GIANNELLA, rappresentato e difeso dall’avvocato ALFREDO GIANNELLA;

– resistente –

contro

D.S.;

– intimata –

avverso la sentenza n. 1502/2017 della CORTE D’APPELLO di NAPOLI,

depositata il 31/03/2017;

udita la relazione della causa svolta nella camera di consiglio non

partecipata del 14/02/2019 dal Consigliere Relatore Dott. ROSSETTI

MARCO.

Fatto

FATTI DI CAUSA

1. Nel 2007 V.C. convenne dinanzi al Tribunale di Avellino D.S., T.A. e il Comune di Avellino, esponendo che:

-) il 9.5.2006, alle 7:00 del mattino, uscendo dalla propria abitazione, scivolò su dei “quadroni” di vetrocemento posti in corrispondenza del portone d’ingresso della sua abitazione, la cui superficie era sdrucciolevole; cadde in terra e patì lesioni personali;

-) del danno patito dovevano rispondere sia coloro che avevano realizzato il suddetto manufatto in vetrocemento sulla pubblica via, sia il Comune di Avellino, che aveva consentito tale realizzazione, la quale costituiva un’insidia non prevedibile, nè evitabile.

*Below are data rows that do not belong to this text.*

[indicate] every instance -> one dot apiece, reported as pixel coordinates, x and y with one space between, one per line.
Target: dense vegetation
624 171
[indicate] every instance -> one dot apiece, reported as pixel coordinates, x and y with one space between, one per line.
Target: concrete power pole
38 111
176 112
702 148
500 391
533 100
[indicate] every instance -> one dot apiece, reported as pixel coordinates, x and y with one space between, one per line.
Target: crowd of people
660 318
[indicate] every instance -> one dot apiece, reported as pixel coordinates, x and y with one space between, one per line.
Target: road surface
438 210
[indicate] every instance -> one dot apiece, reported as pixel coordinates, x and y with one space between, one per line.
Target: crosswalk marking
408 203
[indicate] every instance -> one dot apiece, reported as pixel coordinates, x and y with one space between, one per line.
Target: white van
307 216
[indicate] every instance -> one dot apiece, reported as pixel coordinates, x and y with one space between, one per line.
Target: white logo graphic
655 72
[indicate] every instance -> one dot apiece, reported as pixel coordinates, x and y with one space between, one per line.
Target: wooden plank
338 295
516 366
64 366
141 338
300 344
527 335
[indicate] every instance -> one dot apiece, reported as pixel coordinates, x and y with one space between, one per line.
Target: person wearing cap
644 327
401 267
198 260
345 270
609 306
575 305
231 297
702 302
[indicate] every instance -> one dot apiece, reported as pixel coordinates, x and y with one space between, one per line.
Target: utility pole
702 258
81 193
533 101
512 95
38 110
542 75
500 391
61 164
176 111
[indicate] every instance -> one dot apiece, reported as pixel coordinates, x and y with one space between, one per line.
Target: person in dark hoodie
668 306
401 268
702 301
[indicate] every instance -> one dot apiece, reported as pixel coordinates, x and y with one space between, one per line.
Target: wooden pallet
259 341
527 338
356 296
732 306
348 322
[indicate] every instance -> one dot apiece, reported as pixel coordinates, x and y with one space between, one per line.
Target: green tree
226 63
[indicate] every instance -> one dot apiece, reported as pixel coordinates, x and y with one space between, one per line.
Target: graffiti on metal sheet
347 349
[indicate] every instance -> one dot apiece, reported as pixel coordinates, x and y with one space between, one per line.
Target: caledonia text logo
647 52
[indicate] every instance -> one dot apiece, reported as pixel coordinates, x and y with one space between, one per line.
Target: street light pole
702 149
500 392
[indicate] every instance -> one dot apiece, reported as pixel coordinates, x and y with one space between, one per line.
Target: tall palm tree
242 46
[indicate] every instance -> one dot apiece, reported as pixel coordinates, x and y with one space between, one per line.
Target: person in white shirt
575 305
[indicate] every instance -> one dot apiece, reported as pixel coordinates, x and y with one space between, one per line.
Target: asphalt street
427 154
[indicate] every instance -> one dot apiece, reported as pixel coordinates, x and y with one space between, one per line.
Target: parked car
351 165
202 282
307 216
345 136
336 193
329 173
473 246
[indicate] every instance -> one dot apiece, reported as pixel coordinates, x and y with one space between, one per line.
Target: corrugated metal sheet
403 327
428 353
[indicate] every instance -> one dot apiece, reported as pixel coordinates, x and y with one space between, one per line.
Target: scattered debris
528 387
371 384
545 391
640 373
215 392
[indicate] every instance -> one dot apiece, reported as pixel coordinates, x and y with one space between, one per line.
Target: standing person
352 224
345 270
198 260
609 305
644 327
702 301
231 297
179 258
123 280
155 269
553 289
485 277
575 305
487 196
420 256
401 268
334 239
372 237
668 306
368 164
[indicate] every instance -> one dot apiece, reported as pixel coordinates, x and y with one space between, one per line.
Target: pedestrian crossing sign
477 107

2. D.S. ed T.A. si costituirono, eccependo che la realizzazione del manufatto sul quale cadde l’attrice (risalente al 1986) era stata debitamente autorizzata dall’amministrazione comunale; che quel manufatto non costituiva una insidia; e che comunque la caduta era ascrivibile a colpa della stessa parte danneggiata.

3. Il Comune di Avellino si costituì, allegando di non avere mai autorizzato la realizzazione del manufatto sopra descritto; che pertanto la responsabilità dell’accaduto andava ascritta agli altri due convenuti; che in ogni caso la condotta della vittima fu imprudente, per non avere prestato attenzione nel percorrere un luogo ad essa ben noto, in quanto posto all’ingresso della sua abitazione.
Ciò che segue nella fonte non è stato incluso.